Data from: Mountain Plover habitat selection and nest survival in relation to weather variability and spatial attributes of Black-tailed Prairie Dog disturbance
Duchardt, Courtney; Beck, Jeffrey; Augustine, David (2020), Data from: Mountain Plover habitat selection and nest survival in relation to weather variability and spatial attributes of Black-tailed Prairie Dog disturbance, Dryad, Dataset, https://doi.org/10.5061/dryad.ttdz08kt7
Habitat loss and altered disturbance regimes have led to declines in many species of grassland and sagebrush birds, including the imperiled Mountain Plover (Charadrius montanus). In certain parts of their range Mountain Plovers rely almost exclusively on Black-Tailed Prairie Dog (Cynomys ludovicianus) colonies as nesting habitat. Previous studies have examined Mountain Plover nest and brood survival on prairie dog colonies, but little is known about how colony size and shape influence these vital rates or patterns of habitat selection. We examined how 1) adult habitat utilization, 2) nest-site selection, and 3) nest success responded to a suite of local- and site-level variables on large prairie dog colony complexes in northeastern Wyoming. Abundance of adult Mountain Plovers was highest on points within older, “medium”-sized (100–500 ha) colonies with high cover of annual forbs and bare ground (5.8 birds/km2), but lower on extremely large (>2000 ha) colonies (2.1 birds/km2). Nest sites were characterized by high proportions of annual forbs and bare ground and low cactus cover and vegetation height. Nest survival was higher for older nests, and nests with lower cactus cover, and decreased with increasing temperatures.
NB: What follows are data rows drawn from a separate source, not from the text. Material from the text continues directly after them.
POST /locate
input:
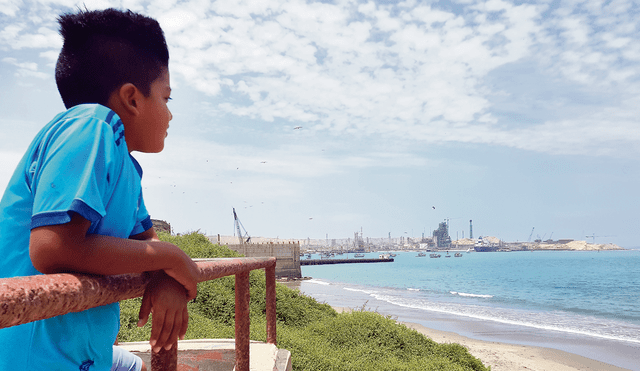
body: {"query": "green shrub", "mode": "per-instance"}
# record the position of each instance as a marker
(318, 337)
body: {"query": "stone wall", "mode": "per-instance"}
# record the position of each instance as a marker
(287, 255)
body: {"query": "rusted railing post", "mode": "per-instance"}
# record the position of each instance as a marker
(270, 277)
(27, 299)
(242, 321)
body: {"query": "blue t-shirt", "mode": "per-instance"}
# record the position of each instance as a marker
(79, 162)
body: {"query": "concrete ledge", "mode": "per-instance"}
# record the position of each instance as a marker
(218, 355)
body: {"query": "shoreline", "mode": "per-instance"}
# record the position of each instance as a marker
(503, 347)
(511, 357)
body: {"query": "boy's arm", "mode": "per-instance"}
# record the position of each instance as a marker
(165, 298)
(68, 248)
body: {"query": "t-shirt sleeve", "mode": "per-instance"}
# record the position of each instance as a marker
(143, 222)
(73, 171)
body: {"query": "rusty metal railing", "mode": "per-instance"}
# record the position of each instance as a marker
(32, 298)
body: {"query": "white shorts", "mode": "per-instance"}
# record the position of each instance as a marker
(123, 360)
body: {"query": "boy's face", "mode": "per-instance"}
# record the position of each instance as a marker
(148, 133)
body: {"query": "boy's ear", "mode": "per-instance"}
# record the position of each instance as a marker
(126, 98)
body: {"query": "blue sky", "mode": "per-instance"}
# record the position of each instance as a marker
(513, 114)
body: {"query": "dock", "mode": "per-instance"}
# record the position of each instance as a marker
(344, 261)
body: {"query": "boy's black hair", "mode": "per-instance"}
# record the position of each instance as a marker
(105, 49)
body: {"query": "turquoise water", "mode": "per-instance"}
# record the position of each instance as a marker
(592, 294)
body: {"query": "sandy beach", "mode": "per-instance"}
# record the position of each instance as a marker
(510, 357)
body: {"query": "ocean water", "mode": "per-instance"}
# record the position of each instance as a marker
(590, 298)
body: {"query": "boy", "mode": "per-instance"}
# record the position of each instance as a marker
(74, 203)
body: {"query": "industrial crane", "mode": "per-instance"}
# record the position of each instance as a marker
(241, 238)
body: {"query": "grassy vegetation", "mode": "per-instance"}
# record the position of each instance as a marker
(318, 337)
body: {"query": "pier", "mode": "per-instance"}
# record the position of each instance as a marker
(344, 261)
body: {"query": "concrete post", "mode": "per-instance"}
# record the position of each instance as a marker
(270, 276)
(242, 321)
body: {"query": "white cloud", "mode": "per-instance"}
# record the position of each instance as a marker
(408, 70)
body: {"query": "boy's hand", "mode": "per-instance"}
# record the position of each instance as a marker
(167, 299)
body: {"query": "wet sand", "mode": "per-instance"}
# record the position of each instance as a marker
(503, 356)
(511, 357)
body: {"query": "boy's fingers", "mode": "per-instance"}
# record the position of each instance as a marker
(185, 322)
(156, 329)
(175, 331)
(165, 328)
(145, 309)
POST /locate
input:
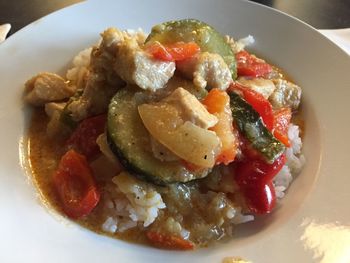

Uncertainty was high for models of daily nest survival, potentially because of two competing sources of nest failure: nest depredation and nest abandonment or inviability of eggs. Drivers of these two sources of nest failure differed, with inclement weather and higher temperatures associated with nest abandonment or egg inviability. We highlight how prairie dogs alter vegetation structure and bare ground heterogeneously across the landscape, and how this in turn influences bird abundance and nest distribution at different temporal and spatial scales. Furthermore, our work reveals how partitioning the causes of nest failure during nest survival analyses enhances understanding of survival rate covariates.